The WNBA isn’t the only women’s pro league holding major events and keeping teams in red states, either: The NWSL plays in Texas and Florida, and numerous NCAA women’s championship events are scheduled for red states in the coming years, too.

Abortion rights groups have said abandoning states with these laws doesn’t help because the laws don’t necessarily reflect the people who live there.

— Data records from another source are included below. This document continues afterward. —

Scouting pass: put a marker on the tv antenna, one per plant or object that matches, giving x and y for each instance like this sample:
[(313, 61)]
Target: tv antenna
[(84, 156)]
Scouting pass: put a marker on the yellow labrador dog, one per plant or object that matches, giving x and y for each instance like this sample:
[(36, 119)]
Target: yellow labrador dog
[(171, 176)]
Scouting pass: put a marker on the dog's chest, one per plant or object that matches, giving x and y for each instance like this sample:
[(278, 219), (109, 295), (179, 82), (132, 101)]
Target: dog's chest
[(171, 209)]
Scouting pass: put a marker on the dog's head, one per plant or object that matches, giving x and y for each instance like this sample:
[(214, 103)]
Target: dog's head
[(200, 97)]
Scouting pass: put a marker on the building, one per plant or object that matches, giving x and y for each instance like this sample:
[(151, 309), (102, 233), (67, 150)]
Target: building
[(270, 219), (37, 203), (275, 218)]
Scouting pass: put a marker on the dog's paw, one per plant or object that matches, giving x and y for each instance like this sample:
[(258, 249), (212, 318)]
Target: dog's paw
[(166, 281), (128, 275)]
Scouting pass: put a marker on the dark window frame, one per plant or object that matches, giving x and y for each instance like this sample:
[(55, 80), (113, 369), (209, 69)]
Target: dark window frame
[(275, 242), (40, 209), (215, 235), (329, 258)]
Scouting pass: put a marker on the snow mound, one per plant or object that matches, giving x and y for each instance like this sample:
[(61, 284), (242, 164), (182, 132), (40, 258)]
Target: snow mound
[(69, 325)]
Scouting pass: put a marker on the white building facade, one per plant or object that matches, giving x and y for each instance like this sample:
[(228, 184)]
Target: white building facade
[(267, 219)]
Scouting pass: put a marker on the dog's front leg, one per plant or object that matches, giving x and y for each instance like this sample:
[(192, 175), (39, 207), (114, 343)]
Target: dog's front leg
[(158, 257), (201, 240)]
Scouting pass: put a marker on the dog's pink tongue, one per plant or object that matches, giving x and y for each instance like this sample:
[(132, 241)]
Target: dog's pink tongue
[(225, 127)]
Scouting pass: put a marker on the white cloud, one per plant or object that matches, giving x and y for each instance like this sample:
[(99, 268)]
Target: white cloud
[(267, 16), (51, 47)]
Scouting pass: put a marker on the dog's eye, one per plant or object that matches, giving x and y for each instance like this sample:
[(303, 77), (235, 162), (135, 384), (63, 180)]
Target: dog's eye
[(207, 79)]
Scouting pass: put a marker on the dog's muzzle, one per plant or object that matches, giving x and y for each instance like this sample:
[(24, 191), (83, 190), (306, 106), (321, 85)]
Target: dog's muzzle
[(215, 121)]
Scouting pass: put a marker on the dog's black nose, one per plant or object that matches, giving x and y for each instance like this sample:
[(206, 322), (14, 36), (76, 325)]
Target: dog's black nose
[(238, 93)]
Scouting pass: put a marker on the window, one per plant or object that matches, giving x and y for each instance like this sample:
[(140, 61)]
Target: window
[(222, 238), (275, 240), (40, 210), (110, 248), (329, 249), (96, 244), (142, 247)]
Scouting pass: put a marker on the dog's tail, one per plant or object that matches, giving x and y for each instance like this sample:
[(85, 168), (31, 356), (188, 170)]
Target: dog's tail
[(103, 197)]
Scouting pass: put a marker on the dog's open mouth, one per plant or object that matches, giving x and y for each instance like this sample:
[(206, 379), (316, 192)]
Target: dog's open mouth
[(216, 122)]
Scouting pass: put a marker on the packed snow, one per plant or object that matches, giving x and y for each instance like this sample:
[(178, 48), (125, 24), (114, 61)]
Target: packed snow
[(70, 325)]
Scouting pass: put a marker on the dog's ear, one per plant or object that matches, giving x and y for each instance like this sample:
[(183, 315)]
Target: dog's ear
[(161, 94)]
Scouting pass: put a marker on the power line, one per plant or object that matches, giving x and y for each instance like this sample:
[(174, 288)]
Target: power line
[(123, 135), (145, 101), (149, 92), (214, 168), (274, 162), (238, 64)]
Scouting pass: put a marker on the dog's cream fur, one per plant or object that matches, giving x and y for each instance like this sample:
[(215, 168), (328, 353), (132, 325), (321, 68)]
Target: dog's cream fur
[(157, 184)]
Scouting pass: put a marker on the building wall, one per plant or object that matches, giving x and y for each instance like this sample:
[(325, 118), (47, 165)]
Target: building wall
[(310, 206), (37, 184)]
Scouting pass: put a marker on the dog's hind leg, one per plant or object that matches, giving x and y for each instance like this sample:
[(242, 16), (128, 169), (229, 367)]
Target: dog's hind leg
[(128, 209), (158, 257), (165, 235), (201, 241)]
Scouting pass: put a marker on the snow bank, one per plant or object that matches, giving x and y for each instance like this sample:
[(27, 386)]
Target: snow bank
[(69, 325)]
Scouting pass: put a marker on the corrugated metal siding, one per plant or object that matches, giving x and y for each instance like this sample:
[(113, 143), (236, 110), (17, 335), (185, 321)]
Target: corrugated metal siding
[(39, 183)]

“I’ve heard time and time again from reproductive rights workers that they don’t want folks to pull out from their states. They don’t want to be in isolation,” said Heather Shumaker, director of State Abortion Access for the National Women’s Law Center.

“Using any opportunity to be vocal about the importance of abortion access” helps, Shumaker told USA TODAY Sports last year. “Use your platform, whether that’s social media, wearing a wristband or armband — whatever tool is in your toolbox, use that to uplift attention on abortion access.”

Engelbert said that’s exactly what WNBA players intend to do.

“Our players won’t run away from it,” she said. “They’ll want to help effect change and use our platform and their platform to do just that.”

Nancy Armour reported from New York.